Redwood Materials is partnering with Volkswagen Group of America to recycle all end-of-life batteries from Volkswagen and Audi electric vehicles. Redwood’s mission is achieved by working with leaders across the electric vehicle and clean energy industries who share their mission to create a domestic, closed-loop battery supply chain.
Redwood will work directly with Volkswagen Group of America’s network of more than 1,000 dealers to recover, safely package, transport and recycle end-of-life EV battery packs from Volkswagen and Audi vehicles. At the Northern Nevada facilities, they will recover more than 95 percent of the metals like nickel, cobalt, lithium and copper from their batteries and then, rather than exporting those metals overseas, use them to remanufacture anode and cathode components that will supply back to U.S. battery cell manufacturers without these minerals ever leaving the country.
Annually, 6 GWh of lithium-ion batteries, enough to build more than 60,000 EVs, come through Redwood’s doors – the majority of the lithium-ion batteries recycled in North America today – and they have been ramping up processes in preparation for even more batteries as the first wave of electric vehicles begins to retire from our roads. Redwood’s partnership with Volkswagen Group of America will increase what’s available for Redwood to recycle so that they can make even more sustainable and affordable battery materials. As more and more electric vehicles reach end-of-life, their battery packs will provide a sizeable, infinitely recyclable resource that can continue to make EVs more and more sustainable and affordable.

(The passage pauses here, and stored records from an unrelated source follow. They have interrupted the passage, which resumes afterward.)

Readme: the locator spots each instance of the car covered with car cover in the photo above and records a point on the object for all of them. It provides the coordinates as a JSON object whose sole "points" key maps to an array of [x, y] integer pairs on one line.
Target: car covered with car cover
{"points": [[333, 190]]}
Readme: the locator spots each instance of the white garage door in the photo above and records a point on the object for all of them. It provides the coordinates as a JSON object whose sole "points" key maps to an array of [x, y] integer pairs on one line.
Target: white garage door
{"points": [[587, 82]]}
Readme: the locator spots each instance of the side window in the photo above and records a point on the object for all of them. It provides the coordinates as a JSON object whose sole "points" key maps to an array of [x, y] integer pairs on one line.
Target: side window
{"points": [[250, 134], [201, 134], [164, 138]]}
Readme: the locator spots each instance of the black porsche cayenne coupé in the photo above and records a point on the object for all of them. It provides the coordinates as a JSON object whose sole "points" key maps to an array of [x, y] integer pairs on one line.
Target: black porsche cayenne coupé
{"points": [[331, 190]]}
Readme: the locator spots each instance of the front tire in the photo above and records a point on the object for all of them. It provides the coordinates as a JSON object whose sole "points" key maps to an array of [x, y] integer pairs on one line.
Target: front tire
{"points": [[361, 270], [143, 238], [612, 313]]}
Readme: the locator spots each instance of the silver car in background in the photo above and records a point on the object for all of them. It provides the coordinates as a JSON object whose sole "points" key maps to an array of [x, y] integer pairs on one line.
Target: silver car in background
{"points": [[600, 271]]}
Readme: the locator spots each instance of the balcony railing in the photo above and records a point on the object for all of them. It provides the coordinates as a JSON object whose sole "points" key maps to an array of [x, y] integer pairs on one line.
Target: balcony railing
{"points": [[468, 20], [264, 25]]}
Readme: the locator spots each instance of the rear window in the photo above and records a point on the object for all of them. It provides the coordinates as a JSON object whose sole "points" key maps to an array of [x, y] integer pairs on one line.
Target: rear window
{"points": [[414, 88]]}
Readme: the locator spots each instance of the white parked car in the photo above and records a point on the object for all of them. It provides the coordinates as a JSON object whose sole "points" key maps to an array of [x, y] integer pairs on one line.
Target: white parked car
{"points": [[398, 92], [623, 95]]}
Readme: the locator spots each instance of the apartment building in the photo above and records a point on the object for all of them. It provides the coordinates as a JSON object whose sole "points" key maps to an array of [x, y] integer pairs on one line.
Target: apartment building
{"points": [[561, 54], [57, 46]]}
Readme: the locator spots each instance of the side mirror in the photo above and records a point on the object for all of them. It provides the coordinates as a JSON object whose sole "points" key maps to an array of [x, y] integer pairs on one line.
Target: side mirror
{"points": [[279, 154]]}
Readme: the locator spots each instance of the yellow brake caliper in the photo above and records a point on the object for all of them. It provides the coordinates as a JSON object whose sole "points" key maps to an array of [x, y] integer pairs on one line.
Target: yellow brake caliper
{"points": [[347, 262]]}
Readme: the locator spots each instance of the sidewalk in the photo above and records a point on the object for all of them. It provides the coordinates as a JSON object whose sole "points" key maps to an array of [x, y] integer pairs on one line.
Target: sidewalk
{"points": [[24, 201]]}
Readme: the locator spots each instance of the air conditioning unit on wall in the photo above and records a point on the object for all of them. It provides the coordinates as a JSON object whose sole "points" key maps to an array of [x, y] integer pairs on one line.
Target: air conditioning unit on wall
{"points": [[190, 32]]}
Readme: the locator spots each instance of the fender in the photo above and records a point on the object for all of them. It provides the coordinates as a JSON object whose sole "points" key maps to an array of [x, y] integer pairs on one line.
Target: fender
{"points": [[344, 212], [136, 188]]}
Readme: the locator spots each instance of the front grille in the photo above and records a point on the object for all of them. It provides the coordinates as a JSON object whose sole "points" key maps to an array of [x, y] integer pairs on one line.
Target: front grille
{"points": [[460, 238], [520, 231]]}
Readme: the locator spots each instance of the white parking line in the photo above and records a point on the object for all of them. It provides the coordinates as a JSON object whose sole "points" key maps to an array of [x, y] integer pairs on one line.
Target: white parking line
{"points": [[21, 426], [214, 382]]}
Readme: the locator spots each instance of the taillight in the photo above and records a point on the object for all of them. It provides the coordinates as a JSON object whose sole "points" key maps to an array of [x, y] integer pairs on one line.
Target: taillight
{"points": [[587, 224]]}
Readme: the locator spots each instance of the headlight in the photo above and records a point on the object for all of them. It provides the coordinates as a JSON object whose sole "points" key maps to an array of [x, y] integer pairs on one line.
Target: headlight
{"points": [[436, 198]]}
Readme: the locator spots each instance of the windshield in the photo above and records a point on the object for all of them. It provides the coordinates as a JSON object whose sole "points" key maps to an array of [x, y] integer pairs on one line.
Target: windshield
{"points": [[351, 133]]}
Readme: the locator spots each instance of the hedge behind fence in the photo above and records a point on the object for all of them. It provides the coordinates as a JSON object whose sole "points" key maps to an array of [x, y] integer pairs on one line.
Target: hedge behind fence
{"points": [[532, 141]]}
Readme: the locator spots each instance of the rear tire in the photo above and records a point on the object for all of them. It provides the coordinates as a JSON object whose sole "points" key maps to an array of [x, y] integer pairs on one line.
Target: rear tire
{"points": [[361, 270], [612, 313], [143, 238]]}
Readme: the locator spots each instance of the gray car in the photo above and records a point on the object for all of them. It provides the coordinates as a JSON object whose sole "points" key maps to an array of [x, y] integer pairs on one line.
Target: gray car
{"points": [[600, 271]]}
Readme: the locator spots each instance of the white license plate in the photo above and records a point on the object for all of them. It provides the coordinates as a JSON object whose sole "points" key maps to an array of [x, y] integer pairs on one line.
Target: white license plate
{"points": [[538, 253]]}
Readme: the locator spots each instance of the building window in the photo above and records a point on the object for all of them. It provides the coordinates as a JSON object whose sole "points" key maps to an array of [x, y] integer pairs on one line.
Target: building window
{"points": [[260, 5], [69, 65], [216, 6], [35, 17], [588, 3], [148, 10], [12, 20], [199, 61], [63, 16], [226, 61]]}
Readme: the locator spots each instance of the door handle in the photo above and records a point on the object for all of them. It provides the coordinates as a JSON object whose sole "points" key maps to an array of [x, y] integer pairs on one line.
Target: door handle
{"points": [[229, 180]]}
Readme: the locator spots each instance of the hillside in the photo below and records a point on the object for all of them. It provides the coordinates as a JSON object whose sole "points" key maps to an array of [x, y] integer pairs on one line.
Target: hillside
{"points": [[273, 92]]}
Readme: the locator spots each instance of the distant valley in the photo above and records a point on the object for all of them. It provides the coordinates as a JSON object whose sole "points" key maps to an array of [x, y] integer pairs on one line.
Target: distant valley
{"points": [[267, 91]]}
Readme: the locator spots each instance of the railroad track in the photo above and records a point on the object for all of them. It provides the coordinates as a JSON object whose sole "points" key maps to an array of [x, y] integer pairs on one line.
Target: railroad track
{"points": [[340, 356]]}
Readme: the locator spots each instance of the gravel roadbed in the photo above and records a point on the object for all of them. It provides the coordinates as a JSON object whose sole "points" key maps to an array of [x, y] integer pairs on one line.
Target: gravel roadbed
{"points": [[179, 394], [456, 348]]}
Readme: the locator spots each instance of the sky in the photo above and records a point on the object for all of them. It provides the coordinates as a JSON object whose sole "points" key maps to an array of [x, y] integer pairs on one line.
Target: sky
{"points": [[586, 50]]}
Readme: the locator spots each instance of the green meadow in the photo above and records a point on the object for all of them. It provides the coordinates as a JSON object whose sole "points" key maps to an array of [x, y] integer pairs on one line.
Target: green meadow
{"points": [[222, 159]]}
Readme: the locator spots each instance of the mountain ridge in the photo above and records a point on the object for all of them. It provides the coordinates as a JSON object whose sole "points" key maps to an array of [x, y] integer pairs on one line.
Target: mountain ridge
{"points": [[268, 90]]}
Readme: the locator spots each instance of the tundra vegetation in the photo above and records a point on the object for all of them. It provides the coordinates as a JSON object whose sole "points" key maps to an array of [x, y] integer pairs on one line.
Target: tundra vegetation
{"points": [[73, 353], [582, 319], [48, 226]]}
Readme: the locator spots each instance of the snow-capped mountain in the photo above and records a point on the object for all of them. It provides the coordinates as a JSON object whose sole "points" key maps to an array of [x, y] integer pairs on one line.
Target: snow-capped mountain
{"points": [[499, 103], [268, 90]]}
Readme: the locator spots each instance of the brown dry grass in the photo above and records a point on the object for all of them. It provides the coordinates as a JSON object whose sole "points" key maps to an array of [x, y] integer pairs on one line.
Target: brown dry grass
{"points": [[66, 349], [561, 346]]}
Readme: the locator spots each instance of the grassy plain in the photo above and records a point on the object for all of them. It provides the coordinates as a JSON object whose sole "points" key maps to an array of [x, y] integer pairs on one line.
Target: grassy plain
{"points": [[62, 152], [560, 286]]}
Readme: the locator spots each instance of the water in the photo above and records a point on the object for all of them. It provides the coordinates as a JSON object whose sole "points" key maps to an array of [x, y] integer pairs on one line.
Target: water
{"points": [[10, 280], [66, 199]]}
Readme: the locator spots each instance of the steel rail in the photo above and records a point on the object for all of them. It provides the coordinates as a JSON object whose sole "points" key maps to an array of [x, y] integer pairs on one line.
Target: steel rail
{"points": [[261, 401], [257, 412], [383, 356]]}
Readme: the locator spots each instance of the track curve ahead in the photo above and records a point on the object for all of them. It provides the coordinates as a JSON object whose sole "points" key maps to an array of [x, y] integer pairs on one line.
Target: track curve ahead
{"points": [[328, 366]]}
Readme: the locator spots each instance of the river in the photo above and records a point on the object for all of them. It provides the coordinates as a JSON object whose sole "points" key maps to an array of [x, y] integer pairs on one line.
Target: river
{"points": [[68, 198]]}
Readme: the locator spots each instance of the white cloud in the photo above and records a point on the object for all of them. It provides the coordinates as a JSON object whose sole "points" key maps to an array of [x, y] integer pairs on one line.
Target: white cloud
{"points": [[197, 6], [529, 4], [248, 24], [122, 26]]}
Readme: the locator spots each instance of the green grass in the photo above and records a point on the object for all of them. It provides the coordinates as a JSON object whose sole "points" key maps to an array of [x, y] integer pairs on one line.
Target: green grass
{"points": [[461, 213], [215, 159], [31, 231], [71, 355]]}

Batteries are the most expensive part of an electric vehicle, often accounting for 20 to 30 percent of the vehicle cost. To drive down the cost of electric vehicles material cost must be reduced and this can be done by localization and use of recycled content.
Redwood’s end-to-end process is recapturing the value of those lithium-ion batteries and passing it to U.S.-based cell manufacturing partners, ultimately making EVs and American manufacturing more sustainable and affordable. Given the distance that materials inside batteries must travel from mine to battery cell – more than 50,000 miles – and these metal’s infinite recyclability, the initial carbon cost of mining these materials can be reduced every time, making batteries more and more sustainable.